The ANOVA table also contains the following columns if at least one of the grouping variables is specified as random using the name-value pair argument '`random`':

Column nameDefinition
`Type`Type of each source; `'fixed'` for a fixed effect or `'random'` for a random effect.
`Expected MS`Text representation of the expected value for the mean square. `Q(source)` represents a quadratic function of `source` and `V(source)` represents the variance of `source`.
`MS denom`Denominator of the F-statistic.
`d.f. denom`Degrees of freedom for the denominator of the F-statistic.
`Denom. defn.`Text representation of the denominator of the F-statistic. `MS(source)` represents the mean square of `source`.
`Var. est.`Variance component estimate.
`Var. lower bnd`Lower bound of the 95% confidence interval for the variance component estimate.
`Var. upper bnd`Upper bound of the 95% confidence interval for the variance component estimate.

Statistics to use in a multiple comparison test using the `multcompare` function, returned as a structure.

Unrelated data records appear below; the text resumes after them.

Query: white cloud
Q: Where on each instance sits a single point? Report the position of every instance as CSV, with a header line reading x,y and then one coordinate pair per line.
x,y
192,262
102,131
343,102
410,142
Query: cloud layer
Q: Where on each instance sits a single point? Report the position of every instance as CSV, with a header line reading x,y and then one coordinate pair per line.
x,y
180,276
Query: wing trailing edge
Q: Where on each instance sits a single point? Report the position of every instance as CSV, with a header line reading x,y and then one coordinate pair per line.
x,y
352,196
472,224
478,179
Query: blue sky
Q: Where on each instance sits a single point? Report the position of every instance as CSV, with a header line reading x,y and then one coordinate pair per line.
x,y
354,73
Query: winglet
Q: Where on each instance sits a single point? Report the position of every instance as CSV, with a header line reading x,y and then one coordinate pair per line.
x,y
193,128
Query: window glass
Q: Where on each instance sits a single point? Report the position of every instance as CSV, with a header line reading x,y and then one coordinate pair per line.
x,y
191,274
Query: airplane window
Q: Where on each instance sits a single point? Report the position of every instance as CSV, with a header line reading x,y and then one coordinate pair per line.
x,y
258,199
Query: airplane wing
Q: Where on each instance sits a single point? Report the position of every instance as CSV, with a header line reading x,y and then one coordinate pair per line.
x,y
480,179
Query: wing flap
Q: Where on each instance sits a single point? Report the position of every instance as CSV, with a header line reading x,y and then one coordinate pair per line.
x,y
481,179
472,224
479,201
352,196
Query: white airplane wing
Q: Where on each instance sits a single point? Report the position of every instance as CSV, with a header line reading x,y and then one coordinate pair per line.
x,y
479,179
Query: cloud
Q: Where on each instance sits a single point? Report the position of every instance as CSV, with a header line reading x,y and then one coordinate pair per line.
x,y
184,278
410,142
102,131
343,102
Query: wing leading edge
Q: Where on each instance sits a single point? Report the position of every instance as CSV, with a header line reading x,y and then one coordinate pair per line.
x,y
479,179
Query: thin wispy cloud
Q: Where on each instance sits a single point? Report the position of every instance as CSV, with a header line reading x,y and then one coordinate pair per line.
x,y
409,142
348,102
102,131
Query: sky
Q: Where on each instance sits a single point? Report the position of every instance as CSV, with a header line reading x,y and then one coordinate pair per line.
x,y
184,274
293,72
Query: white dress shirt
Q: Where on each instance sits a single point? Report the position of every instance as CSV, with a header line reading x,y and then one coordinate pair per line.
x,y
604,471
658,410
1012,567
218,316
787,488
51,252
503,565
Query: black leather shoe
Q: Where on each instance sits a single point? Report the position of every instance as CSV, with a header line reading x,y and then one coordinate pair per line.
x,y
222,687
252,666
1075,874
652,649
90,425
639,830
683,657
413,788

`anovan` evaluates the hypothesis that the different groups (levels) of a factor (or more generally, a term) have the same effect, against the alternative that they do not all have the same effect. Sometimes it is preferable to perform a test to determine which pairs of levels are significantly different, and which are not. Use the `multcompare` function to perform such tests by supplying the `stats` structure as input.

The `stats` structure contains the fields listed below, in addition to a number of other fields required for doing multiple comparisons using the `multcompare` function:

FieldDescription

`coeffs`

Estimated coefficients

`coeffnames`

Name of term for each coefficient

`vars`

Matrix of grouping variable values for each term

`resid`

Residuals from the fitted model

The `stats` structure also contains the following fields if at least one of the grouping variables is specified as random using the name-value pair argument '`random`':

FieldDescription

`ems`

Expected mean squares

`denom`

Denominator definition

`rtnames`

Names of random terms

`varest`

Variance component estimates (one per random term)

`varci`

Confidence intervals for variance components

Main and interaction terms, returned as a matrix. The terms are encoded in the output matrix `terms` using the same format described above for input `model`. When you specify `model` itself in this format, the matrix returned in `terms` is identical.

## References

[1] Dunn, O.J., and V.A. Clark. Applied Statistics: Analysis of Variance and Regression. New York: Wiley, 1974.

[2] Goodnight, J.H., and F.M. Speed. Computing Expected Mean Squares. Cary, NC: SAS Institute, 1978.

[3] Seber, G. A. F. and A. J. Lee. Linear Regression Analysis. 2nd ed. Hoboken, NJ: Wiley-Interscience, 2003.